Rządzą nami emocje, nie da się ukryć. Człowiek to zarazem kłębek nerwów i oaza spokoju w jednym. Czego się nie zrobi, to zawsze działa się pod wpływem danej emocji, której nazwa może być dowolnie interpretowana. Kilka dni temu byłem niezwykle podekscytowany, oczekując na pewne wydarzenie, a po samym fakcie radością napawały mnie myśli i wspomnienia o minionych chwilach. W trakcie danego wydarzenia, oczywiście cieszyłem się nim, ale nie miało to tak konkretnego wyrazu. Wprawiło mnie to w zaciekawienie. Przyszła refleksja jak bardzo istotny jest dla człowieka świat niefizyczny, który każdy ma w swojej własnej głowie. Każda istota potrzebuje bodźca, czegoś do czego dąży. W każdej naszej chwili myślimy o tym, co czeka nas później, wyobrażamy sobie różne scenariusze przyszłych wydarzeń. Takimi nas Bóg stworzył i dał nam w związku z tym piękny dar – nadzieję.
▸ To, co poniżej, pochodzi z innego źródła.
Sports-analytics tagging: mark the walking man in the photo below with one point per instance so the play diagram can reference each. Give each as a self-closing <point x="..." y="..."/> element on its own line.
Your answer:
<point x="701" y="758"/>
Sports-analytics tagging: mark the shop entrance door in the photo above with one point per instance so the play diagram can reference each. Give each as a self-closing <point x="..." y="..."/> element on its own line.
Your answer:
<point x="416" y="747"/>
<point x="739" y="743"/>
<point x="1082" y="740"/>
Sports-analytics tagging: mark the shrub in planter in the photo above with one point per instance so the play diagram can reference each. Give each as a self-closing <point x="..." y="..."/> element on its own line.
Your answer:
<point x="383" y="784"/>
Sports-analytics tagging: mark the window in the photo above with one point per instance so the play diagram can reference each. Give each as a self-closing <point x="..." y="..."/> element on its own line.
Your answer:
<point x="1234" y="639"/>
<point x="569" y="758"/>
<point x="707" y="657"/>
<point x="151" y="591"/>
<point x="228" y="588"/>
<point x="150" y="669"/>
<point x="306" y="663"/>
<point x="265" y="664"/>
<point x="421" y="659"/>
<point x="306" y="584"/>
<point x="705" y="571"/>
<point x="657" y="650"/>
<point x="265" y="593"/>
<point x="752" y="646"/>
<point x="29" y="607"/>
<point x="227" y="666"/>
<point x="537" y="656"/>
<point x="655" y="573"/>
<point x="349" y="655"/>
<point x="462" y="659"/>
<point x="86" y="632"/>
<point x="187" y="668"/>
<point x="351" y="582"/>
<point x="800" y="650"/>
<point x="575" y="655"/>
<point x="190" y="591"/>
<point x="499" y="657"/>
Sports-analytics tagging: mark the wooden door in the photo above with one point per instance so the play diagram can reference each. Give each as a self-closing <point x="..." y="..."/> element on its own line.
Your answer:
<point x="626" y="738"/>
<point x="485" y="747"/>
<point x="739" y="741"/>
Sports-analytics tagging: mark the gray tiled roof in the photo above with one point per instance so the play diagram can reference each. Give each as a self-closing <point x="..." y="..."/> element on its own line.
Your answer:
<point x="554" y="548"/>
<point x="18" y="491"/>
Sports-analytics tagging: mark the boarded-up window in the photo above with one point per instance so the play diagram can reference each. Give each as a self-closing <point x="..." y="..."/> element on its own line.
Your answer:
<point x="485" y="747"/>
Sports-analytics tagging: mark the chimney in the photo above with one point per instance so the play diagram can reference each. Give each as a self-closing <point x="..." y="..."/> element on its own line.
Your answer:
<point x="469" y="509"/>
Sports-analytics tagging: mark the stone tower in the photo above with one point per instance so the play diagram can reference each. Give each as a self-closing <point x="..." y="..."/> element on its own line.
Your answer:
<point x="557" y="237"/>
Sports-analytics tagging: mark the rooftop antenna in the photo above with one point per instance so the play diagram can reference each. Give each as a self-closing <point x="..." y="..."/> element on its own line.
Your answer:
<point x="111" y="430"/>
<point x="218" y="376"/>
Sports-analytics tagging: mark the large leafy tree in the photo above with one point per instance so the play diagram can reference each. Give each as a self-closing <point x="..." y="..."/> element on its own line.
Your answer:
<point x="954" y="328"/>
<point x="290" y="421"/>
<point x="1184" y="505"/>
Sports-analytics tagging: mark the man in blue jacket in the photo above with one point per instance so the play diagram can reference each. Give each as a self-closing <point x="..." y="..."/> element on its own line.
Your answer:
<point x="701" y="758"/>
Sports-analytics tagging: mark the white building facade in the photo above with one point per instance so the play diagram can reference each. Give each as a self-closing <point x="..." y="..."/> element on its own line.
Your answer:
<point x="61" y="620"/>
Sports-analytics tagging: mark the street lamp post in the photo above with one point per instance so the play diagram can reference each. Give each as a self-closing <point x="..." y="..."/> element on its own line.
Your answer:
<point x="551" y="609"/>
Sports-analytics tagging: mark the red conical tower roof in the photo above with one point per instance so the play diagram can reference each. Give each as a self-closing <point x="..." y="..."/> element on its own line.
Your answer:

Nadzieja – modlimy się o nią tak często. Jest, w kontekście naszej wiary, bardzo ważna, a czy przypadkiem nie jest trochę przez nas lekceważona? Warto zdać sobie sprawę, że to niezwykłe uczucie towarzyszy nam nieustannie. To ono pcha nas do wszelakiego typu działań, czasem z pozoru bardzo trudnych. To także ono pozwala nam się radować tam, gdzie na uśmiech zwyczajnie nie powinno być miejsca. A przecież radość ze zmartwychwstania powinna być dla nas – katolików, źródłem radości każdego dnia, niezależnie od tego co by się działo. I właśnie tutaj należy zdać sobie sprawę jak bardzo nadzieja jest obecna w tym, co wyznajemy. Jezus żyje, realnie działa w naszym świecie, ale jednocześnie mówi: „Błogosławieni, którzy nie widzieli, a uwierzyli”. Przecież całe nasze życie opiera się na nadziei na życie w wiecznej szczęśliwości z Bogiem. Gdyby jej nie było, co byśmy poczęli?
Nadzieja na pewno nie jest matką głupich. Mówią tak ci, którzy podejrzewam, wewnętrznie bardzo się boją, a nie potrafią zaufać. Przecież cóż innego jak nie nadzieję, mógł mieć w sercu św. Jan, gdy towarzyszył Jezusowi podczas Jego drogi krzyżowej. Przepełniony nią, nie zważał na strach, który niewątpliwie także mu towarzyszył. A przecież zobaczył śmierć swojego Nauczyciela, okazał się tym głupim synem nadziei. I nie zawiódł się. Po trzech dniach jego nadzieja przemieniła się w wielką radość. A Jezus bardzo to docenił w przyszłości.